His wife Manal told Mada Masr that she was asleep when Abd El Fattah woke her, saying the police had arrived. Seconds later, 20 men — some of whom were masked and carrying heavy arms — broke the door down, entered the house and began confiscating the family’s computers and mobile phones. When Abd El Fattah asked to see the arrest warrant, they beat him and slapped Manal across the face, she said.
Abd El Fattah was then taken out of the house and put in a microbus. A neighbor saw an officer sitting on top of Abd El Fattah to restrain him, Manal continued.
The couple’s two-year-old son slept through the raid.
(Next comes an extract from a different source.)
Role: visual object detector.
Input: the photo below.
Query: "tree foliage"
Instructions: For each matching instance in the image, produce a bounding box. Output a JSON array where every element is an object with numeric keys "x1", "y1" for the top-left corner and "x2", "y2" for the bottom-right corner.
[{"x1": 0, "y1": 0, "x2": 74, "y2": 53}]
Earlier in the day, Abd El Fattah and other activists were summoned to appear before the prosecutor general Saturday for questioning about their role in inciting protests in front of the Shura Council on Tuesday. Ahmed Maher, founder of the April 6 Youth Movement, was also summoned.
A warrant for Abd El Fattah’s arrest had been issued Wednesday, after which he announced in a statement published on his Facebook page that he would turn himself in to the Qasr al-Nil office of the prosecutor general at noon on Saturday. He then went to Downtown and spent time with fellow activists to show his face publicly as a way of expressing that he is not in hiding and is willing to confront the charges against him.
Also on Thursday, 24 individuals arrested during Tuesday’s protests were remanded to prison for another 15 days pending investigations, reported the privately-owned newspaper Al-Masry Al-Youm. They are accused of obstructing traffic and assaulting police officers.
The defense team for the activists refused to proceed with the case on Thursday, in an act of protest against what they say were acts of torture committed by the police in New Cairo police stations. They demanded that the forensic officials record the detainees’ injuries.
The defendants have denied all charges levied against them, and began an open-ended sit-in in prison.
Dozens of activists and family members of the detainees gathered in front of the Abdeen Criminal Court, chanting against the Ministry of Interior and drawing graffiti on the walls of the courthouse.
In a phone interview with the program “90 Minutes” on the privately owned Mehwar television channel, Deputy Prime Minister Hossam Eissa said that the government is committed to the new Protest Law, and that the police forces had every right to arrest 26 female protesters on Tuesday because they insulted them.
The women were arrested during the No to Military Trials protest on Tuesday, and were reportedly beaten, forced into a police van, and finally dumped on the May 15 Road late Tuesday evening near Helwan.
Abd El Fattah was jailed under Hosni Mubarak’s regime for 45 days and again by the Supreme Council of the Armed Forces in 2011, when he remained in jail for almost two months. He also faced charges under Mohamed Morsi’s government in 2013, along with popular satirist Bassem Youssef, in what many perceived as politicized charges used as an intimidation tactic.